DPPH method of antioxidant activity
We used the methodology proposed by Brand-
Williams et al (1995) [68, 69], where 10 mg of DPPH
-diphenyl--picrylhydrazyl radical) were
solubilized in 10 mL of MeOH (4.34 mM), then
working solutions were prepared to obtain an
absorbance of 0.75 ± 0.05 for all cases to a
wavelength of 514 nm and read in a
spectrophotometer Sanyo SP50, quartz cells using
1.0 cm. When an antioxidant compound is added to
the solution of DPPH radical, it loses its violet,
causing the decrease of the initial absorbance
causing an inhibition. The conditions for assessing
the antioxidant capacity of the extracts were the
same of ABTS assay [54, 68, 70, 71].
DMPD method of antioxidant activity
The method developed by Fogliano et al. (1999)
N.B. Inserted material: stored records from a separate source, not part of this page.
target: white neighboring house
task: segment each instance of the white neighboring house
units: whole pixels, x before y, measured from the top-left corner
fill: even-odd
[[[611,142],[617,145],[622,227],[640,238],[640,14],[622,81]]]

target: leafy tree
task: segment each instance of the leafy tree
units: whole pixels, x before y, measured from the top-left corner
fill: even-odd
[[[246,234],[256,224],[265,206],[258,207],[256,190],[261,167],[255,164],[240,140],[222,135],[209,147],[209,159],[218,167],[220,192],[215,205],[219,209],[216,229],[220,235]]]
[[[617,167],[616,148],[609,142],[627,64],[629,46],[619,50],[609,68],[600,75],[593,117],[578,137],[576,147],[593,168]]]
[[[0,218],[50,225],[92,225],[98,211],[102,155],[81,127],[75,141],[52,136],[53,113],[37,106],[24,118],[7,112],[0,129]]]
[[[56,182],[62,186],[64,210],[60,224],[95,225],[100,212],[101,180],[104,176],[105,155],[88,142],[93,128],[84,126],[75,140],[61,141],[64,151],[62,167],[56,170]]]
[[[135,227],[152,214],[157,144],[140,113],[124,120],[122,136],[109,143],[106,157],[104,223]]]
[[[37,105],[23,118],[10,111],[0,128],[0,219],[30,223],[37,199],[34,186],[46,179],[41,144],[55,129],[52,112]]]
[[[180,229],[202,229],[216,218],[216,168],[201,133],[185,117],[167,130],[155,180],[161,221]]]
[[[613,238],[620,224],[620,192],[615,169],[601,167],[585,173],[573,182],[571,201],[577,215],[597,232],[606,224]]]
was implemented to determine the antioxidant
activity [72]. 41.8 mg of DMPD (N,N-dimethyl-p-
phenylenediamine dihydrochloride) were solubilized
in 2 mL of distilled water, a 0.25 mL aliquot was
diluted to 25 mL with acetate buffer solution pH
5.25. The cation radical DMPD was formed by
adding 50 mL of 0.5 M FeCl3 solution and monitored
at 505 nm [54, 72]. The conditions for assessing the
antioxidant capacity of the extracts were the same
of ABTS assay.
Antioxidant method selection and statistical
analysis
The antioxidant method that delivers greater
sensitivity and moderate cost will be selected, to
perform the bioguided study to find the fraction or
subfractions with high antioxidant activity, then, a
tentative identification of the compounds
responsible for the activity will be made using Gas
Chromatography coupled to Mass Spectrometry
(GC-MS). All experiments were done by triplicate (n
= 3) and results were expressed as means ±
standard deviations [73].
PhOL Sequeda-Castañeda, et al. 430 (pag 426-446)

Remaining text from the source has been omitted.